Scanning electron microscopy Samples were washed twice in a buffer containing 0.15 mol/L of sodiumcacodylate and 3 mmol/L of calcium chloride (PH, 7.4) and once in distilled water. The specimens were dehydrated first in increasing concentrations of ethanol (70%,95%,and 99.5%) and then in acetone; they were dried in a critical-point dryer by using carbon dioxide. The specimens were mounted, coated with platinum, and examined by using a scanning electron microscope ( S-3000N, Hitachi, Tokyo, Japan). The developmental phase of the pinopode were classified. Because the pinopodes on the endometrial surface do not develop at exactly the same time the pinopodes were not evenly distributed over the endometrial surface, thus, in our study, we examined five fields each biopsy sample and analyzed the development and distribution of pinopodes. The morphology evaluation was defined as: no pinopodes,developing pinopodes,fully developed pinopodes and regressing pinopodes. The semi-quantitative evaluation was defined as following:- (0%), + (﹤20%), ++ (20-50%) and +++(>50%).

Immunohistochemistry 56 biopsy samples of 28 patients were used for immunohistochemical analysis. For LIF, integrin αv, VEGF and MMP-9 studies 4 um paraffin-embedded sections were deparaffinized 20 min in acetone at 70℃. Endogenous peroxidase was blocked with 3% H2O2 for 10 min. Antigen retrieval was boiling by heating for 5 min in 0.01 M citrate buffer at pH 6.0,and then the sections were incubated overnight at 4℃ with the specific antibodies which were diluted at 1:50. The antibodies used in this study were polyclonal antibodies (PAB) LIF, integrin αv, VEGF and MMP-9 (BA 1239, BA0957,BA0407 and BA0573, Booster Co Ltd, Wuhan, China). The sections were rinsed in phosphate-buffered saline (PBS), blocked with 10% normal goat serum for 30 min and then incubated with goat anti-rabbit biotinylated immunoglobulins (IgG)(SV0002, Booster Co Ltd, Wuhan, China) at 37℃ for 30 min. For integrin β3 study, the sections were incubated with 3% hydrogen peroxide for 10 min after hot repair of antigen by boiling at 95℃ of 0.01M citrate buffer(pH6.0), then incubated with polyclonal antibodies integrin β3 (sc-6626, santa, USA) diluted at 1:100 overnight at 4℃. Polymer Helper (PV-9003, Zhong-Shang Co Ltd, Beijing, China) was added at room temperature and with a interval of 20 min, Poly Peroxidase-anti-goat IgG (PV-9003, Zhong-Shang Co Ltd, Beijing, China) was added. The slides were then washed in PBS and colored by 3,3-diaminobenzidine in H2O2 (DAB, vitrogen, California, USA).
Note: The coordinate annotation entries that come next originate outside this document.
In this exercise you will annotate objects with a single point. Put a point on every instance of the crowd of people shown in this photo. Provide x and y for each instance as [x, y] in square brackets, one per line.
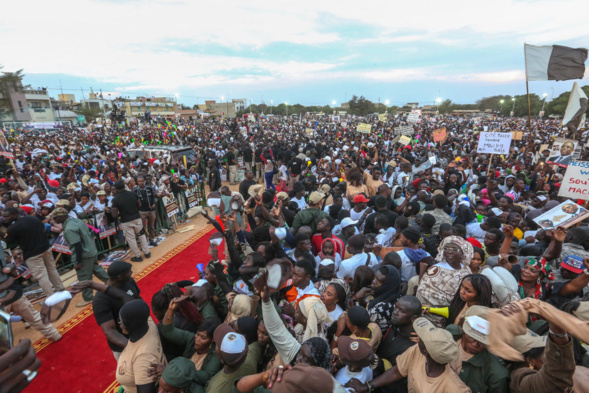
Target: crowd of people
[342, 261]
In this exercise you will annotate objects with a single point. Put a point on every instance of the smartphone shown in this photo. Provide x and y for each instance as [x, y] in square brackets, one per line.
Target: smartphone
[6, 337]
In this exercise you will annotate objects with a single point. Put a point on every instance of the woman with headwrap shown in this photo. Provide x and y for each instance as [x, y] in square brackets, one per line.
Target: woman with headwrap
[239, 306]
[143, 349]
[441, 281]
[311, 317]
[314, 351]
[387, 289]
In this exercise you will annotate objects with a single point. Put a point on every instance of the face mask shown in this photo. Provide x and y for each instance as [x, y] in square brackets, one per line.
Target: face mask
[214, 202]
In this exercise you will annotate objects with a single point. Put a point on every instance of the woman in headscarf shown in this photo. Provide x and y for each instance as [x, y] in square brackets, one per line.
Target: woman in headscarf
[311, 317]
[314, 351]
[387, 289]
[240, 306]
[144, 348]
[441, 281]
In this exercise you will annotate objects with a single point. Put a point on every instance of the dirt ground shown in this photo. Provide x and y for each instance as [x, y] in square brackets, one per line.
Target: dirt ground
[172, 240]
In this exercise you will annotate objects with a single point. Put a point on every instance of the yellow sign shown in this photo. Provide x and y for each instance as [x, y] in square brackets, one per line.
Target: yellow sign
[363, 127]
[405, 140]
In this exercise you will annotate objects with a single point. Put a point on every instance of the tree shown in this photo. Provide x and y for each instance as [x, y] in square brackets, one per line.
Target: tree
[360, 106]
[559, 104]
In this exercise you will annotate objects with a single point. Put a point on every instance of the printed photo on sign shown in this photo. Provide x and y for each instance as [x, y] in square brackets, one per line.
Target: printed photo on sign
[562, 152]
[563, 215]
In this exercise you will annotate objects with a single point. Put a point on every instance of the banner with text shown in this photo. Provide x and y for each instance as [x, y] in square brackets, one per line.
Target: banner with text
[576, 181]
[494, 142]
[365, 128]
[440, 134]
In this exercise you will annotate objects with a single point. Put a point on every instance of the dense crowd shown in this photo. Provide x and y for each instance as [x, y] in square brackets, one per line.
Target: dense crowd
[341, 261]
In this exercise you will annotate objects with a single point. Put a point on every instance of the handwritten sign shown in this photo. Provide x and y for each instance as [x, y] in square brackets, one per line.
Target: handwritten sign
[404, 130]
[494, 142]
[365, 128]
[440, 134]
[517, 135]
[404, 140]
[563, 215]
[576, 181]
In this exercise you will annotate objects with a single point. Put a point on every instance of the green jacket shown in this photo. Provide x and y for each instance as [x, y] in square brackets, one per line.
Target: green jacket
[309, 217]
[483, 372]
[210, 366]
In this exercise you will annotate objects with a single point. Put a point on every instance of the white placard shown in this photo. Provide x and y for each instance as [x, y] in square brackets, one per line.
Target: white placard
[576, 181]
[494, 142]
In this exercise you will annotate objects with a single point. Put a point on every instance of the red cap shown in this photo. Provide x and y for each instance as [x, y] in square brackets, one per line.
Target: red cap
[360, 198]
[474, 242]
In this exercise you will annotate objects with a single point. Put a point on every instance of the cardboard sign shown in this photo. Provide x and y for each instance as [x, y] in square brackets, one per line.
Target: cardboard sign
[404, 140]
[517, 135]
[405, 130]
[576, 181]
[563, 215]
[365, 128]
[440, 134]
[563, 151]
[494, 142]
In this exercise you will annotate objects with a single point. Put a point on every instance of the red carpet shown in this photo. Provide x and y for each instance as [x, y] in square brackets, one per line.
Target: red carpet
[81, 362]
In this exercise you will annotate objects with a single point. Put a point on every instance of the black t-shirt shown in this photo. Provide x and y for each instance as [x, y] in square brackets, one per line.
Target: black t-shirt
[29, 233]
[107, 309]
[230, 158]
[126, 202]
[294, 166]
[244, 186]
[248, 155]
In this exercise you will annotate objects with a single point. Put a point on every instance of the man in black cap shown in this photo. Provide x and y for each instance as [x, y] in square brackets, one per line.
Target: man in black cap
[412, 254]
[126, 205]
[106, 308]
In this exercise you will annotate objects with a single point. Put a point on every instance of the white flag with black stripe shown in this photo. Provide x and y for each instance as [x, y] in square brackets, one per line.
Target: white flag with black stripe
[576, 108]
[554, 62]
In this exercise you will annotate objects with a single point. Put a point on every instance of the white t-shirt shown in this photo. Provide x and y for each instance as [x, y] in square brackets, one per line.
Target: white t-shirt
[348, 267]
[408, 269]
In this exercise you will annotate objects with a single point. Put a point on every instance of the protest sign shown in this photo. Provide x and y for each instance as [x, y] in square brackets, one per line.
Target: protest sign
[405, 140]
[365, 128]
[517, 135]
[563, 215]
[404, 130]
[562, 152]
[171, 206]
[5, 149]
[494, 142]
[576, 181]
[440, 134]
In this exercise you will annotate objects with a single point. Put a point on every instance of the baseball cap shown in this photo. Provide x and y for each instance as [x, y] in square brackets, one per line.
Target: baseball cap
[346, 222]
[316, 197]
[573, 263]
[360, 198]
[475, 323]
[439, 342]
[528, 341]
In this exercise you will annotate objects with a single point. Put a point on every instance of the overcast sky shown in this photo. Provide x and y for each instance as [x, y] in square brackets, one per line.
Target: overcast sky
[310, 52]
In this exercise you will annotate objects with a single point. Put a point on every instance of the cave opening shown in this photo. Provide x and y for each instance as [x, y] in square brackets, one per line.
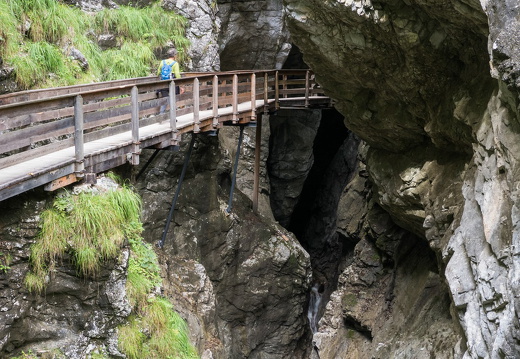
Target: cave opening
[330, 136]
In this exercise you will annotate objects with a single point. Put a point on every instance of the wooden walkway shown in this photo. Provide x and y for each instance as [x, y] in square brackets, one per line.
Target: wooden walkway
[53, 137]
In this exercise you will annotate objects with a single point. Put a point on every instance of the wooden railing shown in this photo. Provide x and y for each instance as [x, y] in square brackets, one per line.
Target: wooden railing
[72, 122]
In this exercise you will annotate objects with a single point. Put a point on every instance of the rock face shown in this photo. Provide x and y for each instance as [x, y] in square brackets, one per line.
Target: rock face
[253, 35]
[203, 31]
[246, 278]
[413, 79]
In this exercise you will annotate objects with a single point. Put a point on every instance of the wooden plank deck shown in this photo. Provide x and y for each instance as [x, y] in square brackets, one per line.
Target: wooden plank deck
[18, 178]
[52, 137]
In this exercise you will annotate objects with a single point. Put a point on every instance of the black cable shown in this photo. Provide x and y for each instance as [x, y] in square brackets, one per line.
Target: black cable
[147, 164]
[181, 178]
[228, 209]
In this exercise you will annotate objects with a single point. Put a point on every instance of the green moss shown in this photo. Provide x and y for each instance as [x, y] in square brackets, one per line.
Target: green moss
[156, 331]
[5, 261]
[40, 57]
[92, 228]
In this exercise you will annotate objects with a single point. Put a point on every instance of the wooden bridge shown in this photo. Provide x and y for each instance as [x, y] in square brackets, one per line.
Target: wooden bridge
[54, 137]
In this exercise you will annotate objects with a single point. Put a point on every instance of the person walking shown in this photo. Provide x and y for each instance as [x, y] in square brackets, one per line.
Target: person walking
[169, 69]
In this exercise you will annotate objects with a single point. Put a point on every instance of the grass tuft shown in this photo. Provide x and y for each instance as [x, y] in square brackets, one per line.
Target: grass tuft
[91, 227]
[39, 53]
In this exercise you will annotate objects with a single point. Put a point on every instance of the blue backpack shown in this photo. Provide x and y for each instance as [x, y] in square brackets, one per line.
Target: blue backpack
[166, 70]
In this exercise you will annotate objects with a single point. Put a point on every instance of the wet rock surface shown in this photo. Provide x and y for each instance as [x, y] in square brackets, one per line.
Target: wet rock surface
[418, 86]
[257, 272]
[254, 34]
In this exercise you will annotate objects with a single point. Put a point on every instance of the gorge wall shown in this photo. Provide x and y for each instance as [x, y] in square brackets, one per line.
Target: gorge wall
[402, 209]
[431, 87]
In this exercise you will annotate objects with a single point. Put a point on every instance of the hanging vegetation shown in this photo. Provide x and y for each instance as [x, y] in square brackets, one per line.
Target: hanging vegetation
[91, 228]
[37, 38]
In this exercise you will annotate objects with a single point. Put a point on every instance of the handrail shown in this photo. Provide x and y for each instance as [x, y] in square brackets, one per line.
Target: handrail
[52, 120]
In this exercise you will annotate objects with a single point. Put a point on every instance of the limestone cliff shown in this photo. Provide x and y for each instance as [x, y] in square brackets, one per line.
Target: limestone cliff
[431, 86]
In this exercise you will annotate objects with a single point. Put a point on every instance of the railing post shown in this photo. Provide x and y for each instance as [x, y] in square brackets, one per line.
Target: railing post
[135, 127]
[173, 114]
[276, 92]
[79, 153]
[266, 92]
[196, 105]
[215, 101]
[235, 98]
[307, 88]
[253, 97]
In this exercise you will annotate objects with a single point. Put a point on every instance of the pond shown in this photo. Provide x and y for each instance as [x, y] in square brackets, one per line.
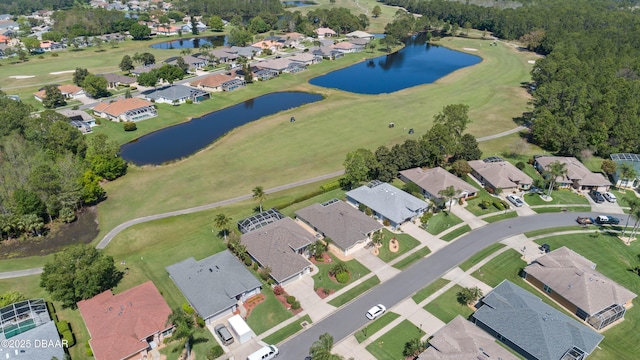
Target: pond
[416, 64]
[192, 43]
[184, 139]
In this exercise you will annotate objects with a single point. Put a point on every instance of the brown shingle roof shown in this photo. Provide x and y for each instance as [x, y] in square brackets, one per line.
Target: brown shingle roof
[574, 278]
[344, 224]
[119, 324]
[274, 245]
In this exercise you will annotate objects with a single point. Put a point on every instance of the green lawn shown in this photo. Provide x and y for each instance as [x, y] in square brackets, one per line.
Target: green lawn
[287, 331]
[375, 326]
[560, 196]
[507, 215]
[407, 242]
[322, 280]
[355, 291]
[446, 306]
[456, 233]
[268, 313]
[441, 222]
[479, 256]
[425, 292]
[413, 257]
[391, 344]
[613, 258]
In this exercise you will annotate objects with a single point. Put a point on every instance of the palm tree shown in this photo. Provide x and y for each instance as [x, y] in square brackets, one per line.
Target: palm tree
[222, 221]
[260, 195]
[555, 170]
The sections were finally washed in water. In every case a negative control was performed by omission of incubation with the primary specific antibody. The reactivity of each polyclonal antibody with endometrial glands and surface epithelium, stromal cells was assessed. Staining was evaluated semiquantitatively by using a grading system. Staining intensity and the number of stained cells were graded on a scale of 0=no staining, +/- = few stained cells, + = faint staining, ++ = moderate staining, and +++ = strong staining. The formula of H-score=ΣPi(i+1) was used to calculation. One observer who was blinded to identify of the slides performed all the assessments. After completion of the study, the same observer reexamined the slides to ensure reproducibility of the semiquantitative assessment.
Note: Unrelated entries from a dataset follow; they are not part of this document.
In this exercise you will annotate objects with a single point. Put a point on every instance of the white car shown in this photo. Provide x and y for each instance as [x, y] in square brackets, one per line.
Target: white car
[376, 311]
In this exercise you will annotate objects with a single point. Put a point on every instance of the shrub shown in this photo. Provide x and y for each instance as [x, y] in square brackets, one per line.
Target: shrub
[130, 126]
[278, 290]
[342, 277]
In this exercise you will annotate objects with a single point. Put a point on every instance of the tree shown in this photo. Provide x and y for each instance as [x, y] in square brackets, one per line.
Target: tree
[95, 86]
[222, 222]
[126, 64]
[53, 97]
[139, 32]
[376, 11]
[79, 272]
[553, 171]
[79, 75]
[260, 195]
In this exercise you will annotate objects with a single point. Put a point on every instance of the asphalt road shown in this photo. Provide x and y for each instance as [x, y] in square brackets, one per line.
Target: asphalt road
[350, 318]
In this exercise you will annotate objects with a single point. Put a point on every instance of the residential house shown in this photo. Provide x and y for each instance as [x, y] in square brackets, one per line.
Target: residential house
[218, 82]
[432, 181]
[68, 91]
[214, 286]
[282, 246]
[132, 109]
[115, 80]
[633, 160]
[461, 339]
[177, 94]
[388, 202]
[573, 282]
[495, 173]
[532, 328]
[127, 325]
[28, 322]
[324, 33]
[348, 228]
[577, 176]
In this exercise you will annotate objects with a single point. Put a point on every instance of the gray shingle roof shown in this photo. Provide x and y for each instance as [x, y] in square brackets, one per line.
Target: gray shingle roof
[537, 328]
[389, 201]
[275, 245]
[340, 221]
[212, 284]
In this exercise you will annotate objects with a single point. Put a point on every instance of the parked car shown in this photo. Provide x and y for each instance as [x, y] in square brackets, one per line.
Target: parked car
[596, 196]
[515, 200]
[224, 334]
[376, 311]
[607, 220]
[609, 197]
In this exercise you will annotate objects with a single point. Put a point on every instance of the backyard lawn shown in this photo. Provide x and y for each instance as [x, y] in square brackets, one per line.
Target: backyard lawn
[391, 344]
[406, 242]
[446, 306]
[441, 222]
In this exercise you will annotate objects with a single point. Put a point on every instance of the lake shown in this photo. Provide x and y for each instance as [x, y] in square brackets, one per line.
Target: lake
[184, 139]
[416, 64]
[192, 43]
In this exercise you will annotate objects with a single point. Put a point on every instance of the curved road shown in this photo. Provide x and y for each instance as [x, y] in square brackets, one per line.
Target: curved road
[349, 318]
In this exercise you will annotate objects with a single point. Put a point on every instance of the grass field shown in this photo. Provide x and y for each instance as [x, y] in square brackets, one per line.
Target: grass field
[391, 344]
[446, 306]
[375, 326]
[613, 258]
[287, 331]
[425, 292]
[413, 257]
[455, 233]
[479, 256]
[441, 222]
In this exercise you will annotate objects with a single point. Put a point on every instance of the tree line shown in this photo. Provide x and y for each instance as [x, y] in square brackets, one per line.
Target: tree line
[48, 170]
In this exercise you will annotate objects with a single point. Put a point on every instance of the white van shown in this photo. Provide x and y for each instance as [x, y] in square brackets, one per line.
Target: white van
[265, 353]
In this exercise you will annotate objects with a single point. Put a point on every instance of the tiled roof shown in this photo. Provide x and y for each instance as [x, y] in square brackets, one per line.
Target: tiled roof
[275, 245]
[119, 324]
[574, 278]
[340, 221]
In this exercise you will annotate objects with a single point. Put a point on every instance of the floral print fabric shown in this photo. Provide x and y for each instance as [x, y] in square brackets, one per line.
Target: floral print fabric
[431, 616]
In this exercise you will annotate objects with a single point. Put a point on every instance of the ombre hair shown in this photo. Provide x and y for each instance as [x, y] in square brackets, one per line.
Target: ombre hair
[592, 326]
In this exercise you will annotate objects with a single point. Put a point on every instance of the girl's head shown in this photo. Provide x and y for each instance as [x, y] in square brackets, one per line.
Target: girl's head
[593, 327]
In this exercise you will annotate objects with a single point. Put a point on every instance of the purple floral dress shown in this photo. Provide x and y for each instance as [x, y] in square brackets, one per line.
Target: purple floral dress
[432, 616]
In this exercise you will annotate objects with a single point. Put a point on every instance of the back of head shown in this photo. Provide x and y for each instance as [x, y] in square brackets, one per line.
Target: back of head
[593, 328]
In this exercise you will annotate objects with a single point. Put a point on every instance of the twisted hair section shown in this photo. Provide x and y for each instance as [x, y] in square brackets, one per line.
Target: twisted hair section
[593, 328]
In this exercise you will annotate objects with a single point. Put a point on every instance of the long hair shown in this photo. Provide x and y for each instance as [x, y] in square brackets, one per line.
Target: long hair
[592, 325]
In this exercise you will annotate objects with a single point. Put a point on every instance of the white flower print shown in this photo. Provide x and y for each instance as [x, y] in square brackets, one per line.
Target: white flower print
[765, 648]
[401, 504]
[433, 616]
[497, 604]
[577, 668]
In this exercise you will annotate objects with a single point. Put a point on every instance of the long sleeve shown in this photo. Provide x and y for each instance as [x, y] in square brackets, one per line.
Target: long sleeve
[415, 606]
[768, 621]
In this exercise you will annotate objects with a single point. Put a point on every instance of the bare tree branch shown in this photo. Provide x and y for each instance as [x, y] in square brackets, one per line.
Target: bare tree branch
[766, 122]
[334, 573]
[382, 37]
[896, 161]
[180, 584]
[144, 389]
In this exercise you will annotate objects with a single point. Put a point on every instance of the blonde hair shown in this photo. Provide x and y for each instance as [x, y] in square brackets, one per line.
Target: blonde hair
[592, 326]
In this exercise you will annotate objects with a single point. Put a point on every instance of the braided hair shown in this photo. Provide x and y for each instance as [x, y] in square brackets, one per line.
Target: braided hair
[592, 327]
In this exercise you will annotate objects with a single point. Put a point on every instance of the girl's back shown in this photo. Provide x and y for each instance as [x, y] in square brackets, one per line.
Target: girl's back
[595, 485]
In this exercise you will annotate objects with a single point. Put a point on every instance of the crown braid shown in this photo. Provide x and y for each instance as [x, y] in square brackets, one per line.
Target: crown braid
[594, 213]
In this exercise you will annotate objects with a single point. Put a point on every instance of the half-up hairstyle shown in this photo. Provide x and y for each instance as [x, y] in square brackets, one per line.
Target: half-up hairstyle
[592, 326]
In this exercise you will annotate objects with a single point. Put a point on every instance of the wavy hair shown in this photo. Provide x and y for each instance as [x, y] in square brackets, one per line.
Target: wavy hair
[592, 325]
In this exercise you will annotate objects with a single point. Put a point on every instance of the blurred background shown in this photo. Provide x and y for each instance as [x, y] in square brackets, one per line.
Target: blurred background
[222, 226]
Transmission electron microscopy Specimens for transmission electron microscopy were fixed in 2.5% glutaraldehyde in PBS (pH 7.4) and post-fixed in 1% osmium tetroxide. After dehydration in a graded ethanol series, specimens were placed in propylene oxide and embedded in Epon, stained with uranyl acetate and lead citrate and examined in transmission electron microscope .
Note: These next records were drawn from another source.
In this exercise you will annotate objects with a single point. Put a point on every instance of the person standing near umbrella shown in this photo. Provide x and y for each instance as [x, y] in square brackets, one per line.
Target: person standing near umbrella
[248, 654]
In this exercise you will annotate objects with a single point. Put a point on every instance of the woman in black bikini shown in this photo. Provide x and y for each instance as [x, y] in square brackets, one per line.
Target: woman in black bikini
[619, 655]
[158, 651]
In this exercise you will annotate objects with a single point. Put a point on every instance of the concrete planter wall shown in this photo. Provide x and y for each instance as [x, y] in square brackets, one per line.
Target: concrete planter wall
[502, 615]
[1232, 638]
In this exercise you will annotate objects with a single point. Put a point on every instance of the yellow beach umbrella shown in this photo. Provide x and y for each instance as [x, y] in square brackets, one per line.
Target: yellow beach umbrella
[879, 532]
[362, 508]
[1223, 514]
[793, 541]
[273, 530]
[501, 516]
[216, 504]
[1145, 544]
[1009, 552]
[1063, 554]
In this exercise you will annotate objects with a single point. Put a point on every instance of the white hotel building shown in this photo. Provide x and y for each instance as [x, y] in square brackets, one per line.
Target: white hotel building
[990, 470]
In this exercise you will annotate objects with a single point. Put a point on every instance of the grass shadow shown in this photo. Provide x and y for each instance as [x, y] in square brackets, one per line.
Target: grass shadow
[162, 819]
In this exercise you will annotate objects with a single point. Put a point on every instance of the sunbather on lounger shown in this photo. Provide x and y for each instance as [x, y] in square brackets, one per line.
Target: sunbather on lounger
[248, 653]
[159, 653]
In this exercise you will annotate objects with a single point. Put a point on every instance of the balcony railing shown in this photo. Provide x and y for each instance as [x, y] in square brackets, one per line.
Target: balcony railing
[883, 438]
Statistical Analysis The Statistics Package for Social Science (SPSS 13.0; SPSS Inc., Chicago, IL) was used for statistical analyses. The mean±S.D was evaluated using analysis of student's t-test ,ranked data was analyzed with the Rank Sum Test (Mann-Whitney test) and qualitative data was analyzed with chi-square test . Statistical significance was set at P<0.05(two tailed).